Other offers by the competition, except for the prepaid data mentioned above, always bind customers two a two year contract without the possibility to cancel the contract for reasons such as lacking coverage at the places of use.

Included in the offer is a free PCMCIA or USB 1.8 MBit/s HSDPA modem. A 27 Euro activation fee is charged when signing up (which is probably not refundable) and a monthly basic charge of 8 Euros applies for the duration of the contract. The first six months, however, are free. On top of the basic charge, users can select a data offer either based on volume or time:

  • 200MB: €20.-
  • 400MB: €35.-
  • 5GB: €50.-

The SIM card can also be used to make voice calls, but prices are not attractive with 39 cents a minute to the national fixed line network and 69 cents to other national mobile phone networks.

There Are Those Operators Living In Denial and Those Embracing Their Customers

I’d like to finish my day with a positive story so here we go: In Austria, there are quite a few mobile operators embracing their customers instead of keeping them from using the mobile Internet with unaffordable or even non existent rates. Today, ONE has announced the launch of H.U.I (which would translate into "wow" in English) which stands for "Höllenschnelles Ultra-einfaches Internet" ("devilishly fast ultra simple Internet").

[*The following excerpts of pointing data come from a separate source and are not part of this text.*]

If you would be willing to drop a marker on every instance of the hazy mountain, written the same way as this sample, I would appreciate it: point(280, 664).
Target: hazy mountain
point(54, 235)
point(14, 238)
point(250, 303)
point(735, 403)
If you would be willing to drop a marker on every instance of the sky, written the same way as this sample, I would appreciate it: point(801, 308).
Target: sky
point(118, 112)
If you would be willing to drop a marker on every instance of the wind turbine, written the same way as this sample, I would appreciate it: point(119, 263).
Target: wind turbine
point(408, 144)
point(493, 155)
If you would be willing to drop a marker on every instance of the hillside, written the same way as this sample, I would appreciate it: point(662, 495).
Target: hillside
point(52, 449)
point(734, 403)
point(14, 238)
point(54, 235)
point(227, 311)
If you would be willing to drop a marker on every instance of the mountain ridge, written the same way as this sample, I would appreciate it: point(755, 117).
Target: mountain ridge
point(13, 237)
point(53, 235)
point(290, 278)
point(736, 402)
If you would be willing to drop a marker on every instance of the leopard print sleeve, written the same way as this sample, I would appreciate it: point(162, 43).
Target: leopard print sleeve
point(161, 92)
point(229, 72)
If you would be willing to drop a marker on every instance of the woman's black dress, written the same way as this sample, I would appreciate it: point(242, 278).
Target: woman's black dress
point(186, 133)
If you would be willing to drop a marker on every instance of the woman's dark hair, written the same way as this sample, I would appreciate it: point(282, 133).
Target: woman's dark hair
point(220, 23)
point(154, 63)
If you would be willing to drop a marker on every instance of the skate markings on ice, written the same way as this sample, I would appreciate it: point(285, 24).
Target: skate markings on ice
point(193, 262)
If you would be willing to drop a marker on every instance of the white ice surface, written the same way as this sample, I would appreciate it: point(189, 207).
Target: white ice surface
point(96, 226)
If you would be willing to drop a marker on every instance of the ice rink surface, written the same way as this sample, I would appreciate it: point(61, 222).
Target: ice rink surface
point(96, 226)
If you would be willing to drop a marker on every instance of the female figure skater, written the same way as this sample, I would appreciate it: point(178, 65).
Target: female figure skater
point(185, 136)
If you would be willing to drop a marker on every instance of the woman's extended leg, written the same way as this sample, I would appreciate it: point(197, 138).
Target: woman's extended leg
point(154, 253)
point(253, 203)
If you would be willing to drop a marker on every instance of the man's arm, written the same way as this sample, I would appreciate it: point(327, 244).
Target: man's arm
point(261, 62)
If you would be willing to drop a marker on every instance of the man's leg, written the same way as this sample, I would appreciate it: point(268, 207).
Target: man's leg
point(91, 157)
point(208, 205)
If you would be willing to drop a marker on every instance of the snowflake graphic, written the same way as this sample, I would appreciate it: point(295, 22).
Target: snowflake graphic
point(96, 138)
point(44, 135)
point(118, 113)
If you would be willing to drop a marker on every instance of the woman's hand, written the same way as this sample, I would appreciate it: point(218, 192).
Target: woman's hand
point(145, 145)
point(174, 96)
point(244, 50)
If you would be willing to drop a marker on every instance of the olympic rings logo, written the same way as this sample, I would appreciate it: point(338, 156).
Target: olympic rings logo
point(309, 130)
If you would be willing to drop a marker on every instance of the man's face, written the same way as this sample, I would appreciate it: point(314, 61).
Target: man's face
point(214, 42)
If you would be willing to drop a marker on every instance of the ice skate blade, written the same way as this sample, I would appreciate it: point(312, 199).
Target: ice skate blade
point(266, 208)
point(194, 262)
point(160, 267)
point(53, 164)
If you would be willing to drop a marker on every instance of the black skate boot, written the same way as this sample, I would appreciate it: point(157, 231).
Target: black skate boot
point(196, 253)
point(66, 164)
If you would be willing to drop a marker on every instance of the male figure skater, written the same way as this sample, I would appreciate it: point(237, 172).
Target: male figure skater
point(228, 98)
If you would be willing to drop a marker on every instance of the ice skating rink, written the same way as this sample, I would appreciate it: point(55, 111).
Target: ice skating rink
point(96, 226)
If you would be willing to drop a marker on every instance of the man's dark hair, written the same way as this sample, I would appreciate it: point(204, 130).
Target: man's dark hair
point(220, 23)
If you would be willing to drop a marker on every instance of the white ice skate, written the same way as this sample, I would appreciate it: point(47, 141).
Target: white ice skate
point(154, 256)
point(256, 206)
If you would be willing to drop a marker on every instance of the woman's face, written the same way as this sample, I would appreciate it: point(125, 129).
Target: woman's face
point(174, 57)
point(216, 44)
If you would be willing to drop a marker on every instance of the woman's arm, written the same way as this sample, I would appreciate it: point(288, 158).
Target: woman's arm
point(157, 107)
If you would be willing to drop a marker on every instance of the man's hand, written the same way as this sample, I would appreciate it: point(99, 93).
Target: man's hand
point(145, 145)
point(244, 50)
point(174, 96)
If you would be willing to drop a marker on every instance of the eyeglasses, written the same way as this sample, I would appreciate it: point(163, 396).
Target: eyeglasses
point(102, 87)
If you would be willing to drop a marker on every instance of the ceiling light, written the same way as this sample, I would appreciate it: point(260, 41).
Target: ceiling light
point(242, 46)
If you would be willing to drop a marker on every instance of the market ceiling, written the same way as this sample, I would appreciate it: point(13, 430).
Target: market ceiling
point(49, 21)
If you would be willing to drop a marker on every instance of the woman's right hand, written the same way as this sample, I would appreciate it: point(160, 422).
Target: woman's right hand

H.U.I comes in three packages: 250 MB a month for 10 euros, 1 GB for 20 euros or 20 GB for 50 euros. The HSDPA PCMCIA card or USB modem is free for the 1GB and 20 GB offer and 99 euros for the smallest package with a 24 month contract. No activation charge, no additional fees, no additional voice package required, no additional taxes. Once the included data volume is exceeded, the maximum speed is reduced to 56 kbit/s. Great, so no more accidental charges when overstepping an invisible boundary. In case the boundary is hit, customers can pay 5 euros to move the boundary by the amount of the initial offer. If the users oversteps the 1 GB boundary for example, 5 euros unlock another gigabyte. Very good! Takes the fear out of the equation.

I don’t really know what else to say, the offer speaks for itself. Wow!